'Art is a total power therapy': Saskatoon man sells art at Remai Modern to escape poverty
SASKATOON -- After several years of homelessness and drug abuse, Saskatoon-based artist Lee Cooney is using art to change his life.
“To me art is a total power therapy that I hope I can use to inspire others.”
Cooney began drawing four years ago when he returned home to Saskatoon after spending several years working in Calgary and Banff - an experience Cooney said led him into trouble.
“I had nothing so I really hit the bottom of the barrel and I knew my family’s support would be there for me no matter what,” said Cooney.
When Cooney arrived in Saskatoon in 2016 he rented an independent apartment at the Lighthouse, sought out support for addiction and then began teaching himself how to draw.
Soon after Cooney approached the manager at the Remai Modern and convinced the team to sell his work in the gallery’s gift shop.
“It took off from there and I have had some beautiful artwork and met some beautiful people outside on the street and inside,” said Cooney.

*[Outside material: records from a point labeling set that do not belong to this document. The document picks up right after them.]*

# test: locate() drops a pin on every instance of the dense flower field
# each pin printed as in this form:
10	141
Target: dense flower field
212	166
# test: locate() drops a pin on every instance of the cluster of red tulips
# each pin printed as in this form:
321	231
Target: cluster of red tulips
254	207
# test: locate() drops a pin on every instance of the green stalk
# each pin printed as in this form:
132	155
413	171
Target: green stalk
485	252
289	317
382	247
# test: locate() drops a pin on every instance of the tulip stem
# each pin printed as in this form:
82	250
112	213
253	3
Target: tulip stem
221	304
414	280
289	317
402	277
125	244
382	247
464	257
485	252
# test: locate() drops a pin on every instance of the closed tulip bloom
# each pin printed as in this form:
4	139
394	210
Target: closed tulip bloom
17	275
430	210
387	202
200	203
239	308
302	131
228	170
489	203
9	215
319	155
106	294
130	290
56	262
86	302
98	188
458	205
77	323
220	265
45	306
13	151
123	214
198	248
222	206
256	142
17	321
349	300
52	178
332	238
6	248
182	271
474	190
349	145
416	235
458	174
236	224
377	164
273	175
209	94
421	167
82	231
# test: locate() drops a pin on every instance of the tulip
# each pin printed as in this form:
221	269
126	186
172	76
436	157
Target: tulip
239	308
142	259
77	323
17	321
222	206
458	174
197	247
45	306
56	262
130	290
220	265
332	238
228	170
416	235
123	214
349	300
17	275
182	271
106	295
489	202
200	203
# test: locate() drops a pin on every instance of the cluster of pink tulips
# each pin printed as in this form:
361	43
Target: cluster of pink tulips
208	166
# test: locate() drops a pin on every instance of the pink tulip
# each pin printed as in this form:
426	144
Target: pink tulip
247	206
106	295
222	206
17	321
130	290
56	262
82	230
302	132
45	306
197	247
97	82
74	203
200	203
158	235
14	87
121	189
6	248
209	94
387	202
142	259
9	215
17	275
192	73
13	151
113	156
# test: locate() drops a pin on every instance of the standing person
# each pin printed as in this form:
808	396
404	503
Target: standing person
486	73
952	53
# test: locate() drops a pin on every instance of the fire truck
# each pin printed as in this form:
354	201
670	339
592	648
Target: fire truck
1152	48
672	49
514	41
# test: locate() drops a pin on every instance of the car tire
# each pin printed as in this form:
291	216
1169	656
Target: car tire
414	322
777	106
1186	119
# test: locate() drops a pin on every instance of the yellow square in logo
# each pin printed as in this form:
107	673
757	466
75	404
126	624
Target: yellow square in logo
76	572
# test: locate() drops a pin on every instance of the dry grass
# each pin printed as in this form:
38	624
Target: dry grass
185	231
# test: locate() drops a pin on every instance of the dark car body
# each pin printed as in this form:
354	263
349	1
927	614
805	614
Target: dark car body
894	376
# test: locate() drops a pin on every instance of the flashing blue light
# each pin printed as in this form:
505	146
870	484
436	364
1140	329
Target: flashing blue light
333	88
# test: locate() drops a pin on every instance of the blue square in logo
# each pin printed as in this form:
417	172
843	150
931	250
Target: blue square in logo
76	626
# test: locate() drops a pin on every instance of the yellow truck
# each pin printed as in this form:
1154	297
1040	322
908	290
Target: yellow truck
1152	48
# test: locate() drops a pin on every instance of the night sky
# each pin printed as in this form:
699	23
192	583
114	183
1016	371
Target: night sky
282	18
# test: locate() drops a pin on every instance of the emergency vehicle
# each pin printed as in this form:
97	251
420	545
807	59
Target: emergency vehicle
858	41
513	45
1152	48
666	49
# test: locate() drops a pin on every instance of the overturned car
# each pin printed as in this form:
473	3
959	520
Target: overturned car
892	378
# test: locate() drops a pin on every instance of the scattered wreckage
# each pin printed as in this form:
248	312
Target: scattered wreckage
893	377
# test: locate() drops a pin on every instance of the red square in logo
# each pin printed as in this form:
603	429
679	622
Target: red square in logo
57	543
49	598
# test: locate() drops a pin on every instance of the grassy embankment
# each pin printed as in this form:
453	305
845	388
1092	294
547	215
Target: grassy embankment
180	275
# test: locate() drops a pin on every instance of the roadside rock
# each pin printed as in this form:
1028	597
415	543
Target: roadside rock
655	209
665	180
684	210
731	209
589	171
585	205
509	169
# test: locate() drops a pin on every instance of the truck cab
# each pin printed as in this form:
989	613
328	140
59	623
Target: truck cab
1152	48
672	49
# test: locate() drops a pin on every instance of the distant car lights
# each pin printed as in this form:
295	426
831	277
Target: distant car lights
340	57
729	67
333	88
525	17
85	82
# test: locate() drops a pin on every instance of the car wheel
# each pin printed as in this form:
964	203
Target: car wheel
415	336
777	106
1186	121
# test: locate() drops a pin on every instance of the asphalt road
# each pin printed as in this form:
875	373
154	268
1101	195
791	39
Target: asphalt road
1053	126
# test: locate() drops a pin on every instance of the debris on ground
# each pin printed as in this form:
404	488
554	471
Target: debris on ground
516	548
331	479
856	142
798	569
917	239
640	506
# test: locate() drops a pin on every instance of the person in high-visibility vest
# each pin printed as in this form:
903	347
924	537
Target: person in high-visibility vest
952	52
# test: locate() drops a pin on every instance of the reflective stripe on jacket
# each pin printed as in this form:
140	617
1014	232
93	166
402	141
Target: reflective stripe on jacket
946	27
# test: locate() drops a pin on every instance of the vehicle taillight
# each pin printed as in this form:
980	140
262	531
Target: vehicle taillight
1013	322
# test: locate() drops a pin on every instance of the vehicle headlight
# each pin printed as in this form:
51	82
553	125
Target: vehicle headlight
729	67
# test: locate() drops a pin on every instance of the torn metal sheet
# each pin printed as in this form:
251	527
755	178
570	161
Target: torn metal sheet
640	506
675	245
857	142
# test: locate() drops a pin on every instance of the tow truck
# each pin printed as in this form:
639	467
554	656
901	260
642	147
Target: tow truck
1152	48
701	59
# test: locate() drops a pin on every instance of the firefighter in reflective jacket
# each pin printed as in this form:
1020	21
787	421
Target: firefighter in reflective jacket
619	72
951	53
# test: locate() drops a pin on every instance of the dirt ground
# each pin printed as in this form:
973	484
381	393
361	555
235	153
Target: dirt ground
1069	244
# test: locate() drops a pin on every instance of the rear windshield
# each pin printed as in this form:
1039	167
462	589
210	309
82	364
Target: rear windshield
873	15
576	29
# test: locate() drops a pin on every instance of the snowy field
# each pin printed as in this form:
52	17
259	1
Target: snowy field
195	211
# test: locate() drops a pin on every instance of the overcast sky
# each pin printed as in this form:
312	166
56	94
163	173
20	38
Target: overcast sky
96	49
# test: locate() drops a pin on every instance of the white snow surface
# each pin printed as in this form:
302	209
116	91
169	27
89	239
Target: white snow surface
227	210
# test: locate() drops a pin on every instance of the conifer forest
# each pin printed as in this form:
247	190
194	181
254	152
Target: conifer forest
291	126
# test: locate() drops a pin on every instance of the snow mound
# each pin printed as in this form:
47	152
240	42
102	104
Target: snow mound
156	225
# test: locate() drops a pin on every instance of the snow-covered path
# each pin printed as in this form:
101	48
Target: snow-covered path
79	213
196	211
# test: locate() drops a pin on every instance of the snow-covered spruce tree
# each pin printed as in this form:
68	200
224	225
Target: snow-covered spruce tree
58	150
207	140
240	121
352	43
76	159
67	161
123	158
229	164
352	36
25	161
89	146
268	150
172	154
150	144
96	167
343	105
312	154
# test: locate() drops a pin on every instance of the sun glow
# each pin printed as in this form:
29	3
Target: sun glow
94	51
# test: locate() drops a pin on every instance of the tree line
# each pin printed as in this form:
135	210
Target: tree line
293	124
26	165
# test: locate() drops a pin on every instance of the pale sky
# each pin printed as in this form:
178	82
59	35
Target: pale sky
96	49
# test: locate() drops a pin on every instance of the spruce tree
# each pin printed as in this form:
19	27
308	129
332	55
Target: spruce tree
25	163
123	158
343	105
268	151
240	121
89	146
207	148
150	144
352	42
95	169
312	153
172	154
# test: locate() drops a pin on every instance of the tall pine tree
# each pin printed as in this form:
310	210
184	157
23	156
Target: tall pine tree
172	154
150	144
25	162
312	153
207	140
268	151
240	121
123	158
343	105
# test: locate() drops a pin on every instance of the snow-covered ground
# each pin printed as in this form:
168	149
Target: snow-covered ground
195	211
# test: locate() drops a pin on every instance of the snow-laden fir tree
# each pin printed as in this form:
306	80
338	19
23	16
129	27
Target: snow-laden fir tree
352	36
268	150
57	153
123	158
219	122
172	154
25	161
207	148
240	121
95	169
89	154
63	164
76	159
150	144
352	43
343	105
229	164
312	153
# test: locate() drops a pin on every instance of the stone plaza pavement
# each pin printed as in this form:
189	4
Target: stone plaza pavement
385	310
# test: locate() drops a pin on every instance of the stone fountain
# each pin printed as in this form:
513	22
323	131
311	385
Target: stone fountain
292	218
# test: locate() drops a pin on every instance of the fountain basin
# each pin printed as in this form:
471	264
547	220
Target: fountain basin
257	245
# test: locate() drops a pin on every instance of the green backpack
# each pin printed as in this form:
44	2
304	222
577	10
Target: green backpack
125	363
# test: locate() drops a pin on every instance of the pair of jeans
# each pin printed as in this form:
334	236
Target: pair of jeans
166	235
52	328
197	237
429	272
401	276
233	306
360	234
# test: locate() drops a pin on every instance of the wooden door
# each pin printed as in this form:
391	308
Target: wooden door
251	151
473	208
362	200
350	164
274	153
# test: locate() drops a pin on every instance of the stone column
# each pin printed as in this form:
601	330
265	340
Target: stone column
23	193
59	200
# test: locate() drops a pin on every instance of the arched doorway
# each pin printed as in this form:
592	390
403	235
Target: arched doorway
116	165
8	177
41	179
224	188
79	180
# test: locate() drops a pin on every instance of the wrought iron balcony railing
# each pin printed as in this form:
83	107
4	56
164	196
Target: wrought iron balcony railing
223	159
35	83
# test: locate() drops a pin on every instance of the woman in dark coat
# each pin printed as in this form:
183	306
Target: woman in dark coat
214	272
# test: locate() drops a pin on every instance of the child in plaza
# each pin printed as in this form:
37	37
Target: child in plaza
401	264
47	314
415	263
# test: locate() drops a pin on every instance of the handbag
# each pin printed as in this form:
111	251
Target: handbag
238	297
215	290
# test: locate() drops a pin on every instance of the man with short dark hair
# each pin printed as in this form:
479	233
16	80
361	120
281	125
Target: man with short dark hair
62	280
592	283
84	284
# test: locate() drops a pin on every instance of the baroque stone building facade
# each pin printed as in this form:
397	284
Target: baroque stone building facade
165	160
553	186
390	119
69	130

Amy Hood, supervisor for the art and design store at the Remai Modern, said Cooney’s work has been successful.
“Lee brought in his original work and then we worked with him to create cards and prints as well, and we do that with a lot of our local artists to help them, we are really proud of him,” Hood said.
Many of Cooney’s drawings are inspired by his Indigenous heritage and several have been priced at $300.
Cooney said the money earned from the paintings has helped him get out of poverty.
However, he does not focus on the income - instead he wants to inspire other people to find a new hobby.
“I just want to inspire other people to keep chasing their dreams because the future is bright.”